The situation, if confirmed, wasn't gonna be surprising. Yes, even being a multi-billionaire enterprise like Disney couldn't help it: That plan for an annual Star Wars movie release was way too ambitious.
So far, to achieve that, producer Kathleen Kennedy oversaw several projects at once. Each of those projects had its own writers, directors and a cast of stars. Everything at once. All in different stages of the production process.
So it ended up being understandable that Kathleen Kennedy didn't have the expected control and that when she decided to check the progress of the Han Solo standalone movie project that was written and directed by Phil Lord and Christopher Miller, she was terrified to see that her non-surveillance had apparently turned out in a movie far from what she had envisioned.

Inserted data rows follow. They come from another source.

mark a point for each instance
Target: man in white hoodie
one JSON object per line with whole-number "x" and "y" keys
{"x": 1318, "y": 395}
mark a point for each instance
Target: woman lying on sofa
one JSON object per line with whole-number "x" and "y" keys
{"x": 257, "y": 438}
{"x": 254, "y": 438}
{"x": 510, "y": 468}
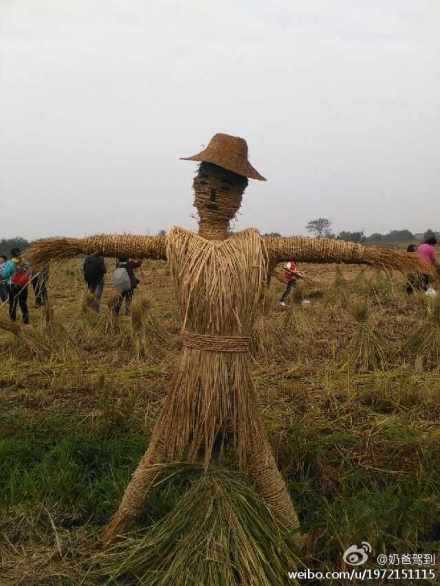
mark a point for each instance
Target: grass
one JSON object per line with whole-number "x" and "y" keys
{"x": 360, "y": 450}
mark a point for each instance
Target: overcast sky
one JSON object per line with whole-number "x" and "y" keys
{"x": 339, "y": 101}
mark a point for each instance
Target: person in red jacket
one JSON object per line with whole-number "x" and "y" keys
{"x": 17, "y": 273}
{"x": 291, "y": 276}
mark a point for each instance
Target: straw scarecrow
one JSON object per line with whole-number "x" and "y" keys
{"x": 210, "y": 412}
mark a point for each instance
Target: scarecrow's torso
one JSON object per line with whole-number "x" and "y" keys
{"x": 218, "y": 283}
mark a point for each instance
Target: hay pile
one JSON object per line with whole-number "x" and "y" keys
{"x": 237, "y": 540}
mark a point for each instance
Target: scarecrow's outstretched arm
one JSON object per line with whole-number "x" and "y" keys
{"x": 327, "y": 250}
{"x": 115, "y": 245}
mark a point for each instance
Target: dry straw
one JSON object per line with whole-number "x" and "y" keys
{"x": 366, "y": 349}
{"x": 237, "y": 541}
{"x": 210, "y": 411}
{"x": 424, "y": 341}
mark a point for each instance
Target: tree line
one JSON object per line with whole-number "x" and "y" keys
{"x": 7, "y": 244}
{"x": 322, "y": 228}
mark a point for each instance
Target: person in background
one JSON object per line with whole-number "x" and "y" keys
{"x": 291, "y": 276}
{"x": 16, "y": 271}
{"x": 427, "y": 254}
{"x": 4, "y": 291}
{"x": 39, "y": 285}
{"x": 127, "y": 295}
{"x": 94, "y": 270}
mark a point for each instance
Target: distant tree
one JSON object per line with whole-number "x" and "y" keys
{"x": 352, "y": 236}
{"x": 321, "y": 227}
{"x": 399, "y": 236}
{"x": 429, "y": 234}
{"x": 8, "y": 243}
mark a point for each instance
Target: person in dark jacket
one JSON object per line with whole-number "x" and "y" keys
{"x": 127, "y": 296}
{"x": 94, "y": 270}
{"x": 4, "y": 289}
{"x": 16, "y": 272}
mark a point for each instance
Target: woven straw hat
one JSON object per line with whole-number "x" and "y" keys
{"x": 229, "y": 152}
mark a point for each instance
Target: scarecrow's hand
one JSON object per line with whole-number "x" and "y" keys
{"x": 116, "y": 245}
{"x": 328, "y": 250}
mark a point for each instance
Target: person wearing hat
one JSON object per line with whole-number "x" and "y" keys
{"x": 219, "y": 278}
{"x": 291, "y": 275}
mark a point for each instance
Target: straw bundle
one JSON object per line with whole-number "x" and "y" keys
{"x": 237, "y": 540}
{"x": 211, "y": 407}
{"x": 107, "y": 245}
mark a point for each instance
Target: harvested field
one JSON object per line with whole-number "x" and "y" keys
{"x": 350, "y": 398}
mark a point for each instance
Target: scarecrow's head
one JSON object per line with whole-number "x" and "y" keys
{"x": 220, "y": 182}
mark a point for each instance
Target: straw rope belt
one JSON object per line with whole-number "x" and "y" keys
{"x": 208, "y": 343}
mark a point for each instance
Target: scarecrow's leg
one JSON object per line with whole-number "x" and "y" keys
{"x": 270, "y": 484}
{"x": 136, "y": 493}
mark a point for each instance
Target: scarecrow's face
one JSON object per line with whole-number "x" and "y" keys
{"x": 218, "y": 194}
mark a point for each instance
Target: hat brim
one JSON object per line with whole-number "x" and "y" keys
{"x": 243, "y": 169}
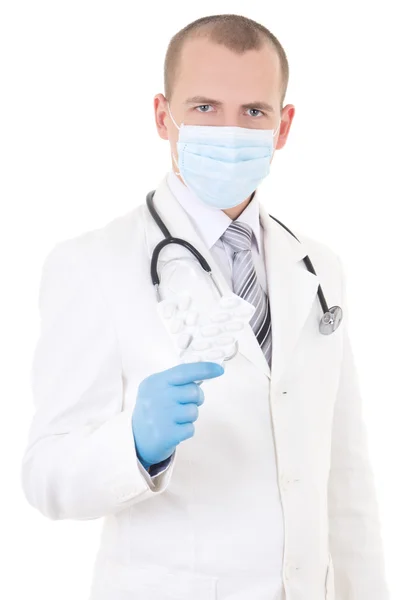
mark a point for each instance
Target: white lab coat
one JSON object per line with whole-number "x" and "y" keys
{"x": 198, "y": 530}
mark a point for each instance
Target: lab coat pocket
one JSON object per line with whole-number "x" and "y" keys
{"x": 329, "y": 582}
{"x": 151, "y": 582}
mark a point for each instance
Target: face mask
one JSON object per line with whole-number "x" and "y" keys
{"x": 223, "y": 165}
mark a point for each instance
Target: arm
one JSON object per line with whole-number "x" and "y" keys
{"x": 355, "y": 537}
{"x": 80, "y": 461}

Apparently, that movie was too leaning to comedy, which is completely understandable and logical when Lord and Miller are the writers and directors of your project. The duo had become famous precisely for their work in films such as The Lego Movie, Cloudy with a Chance of Meatballs or 21 Jump Street, so it was more than evident that their vision of Solo was gonna be lighthearted and fun.
With the departure of Lord and Miller came the veteran company man Ron Howard. Almost 70% of the film was reshot, which, with the short time remaining, already had to turn on all the alarms. It also became one of the most expensive movies ever made because of that.
Finally, Solo was released just five months away from The Last Jedi.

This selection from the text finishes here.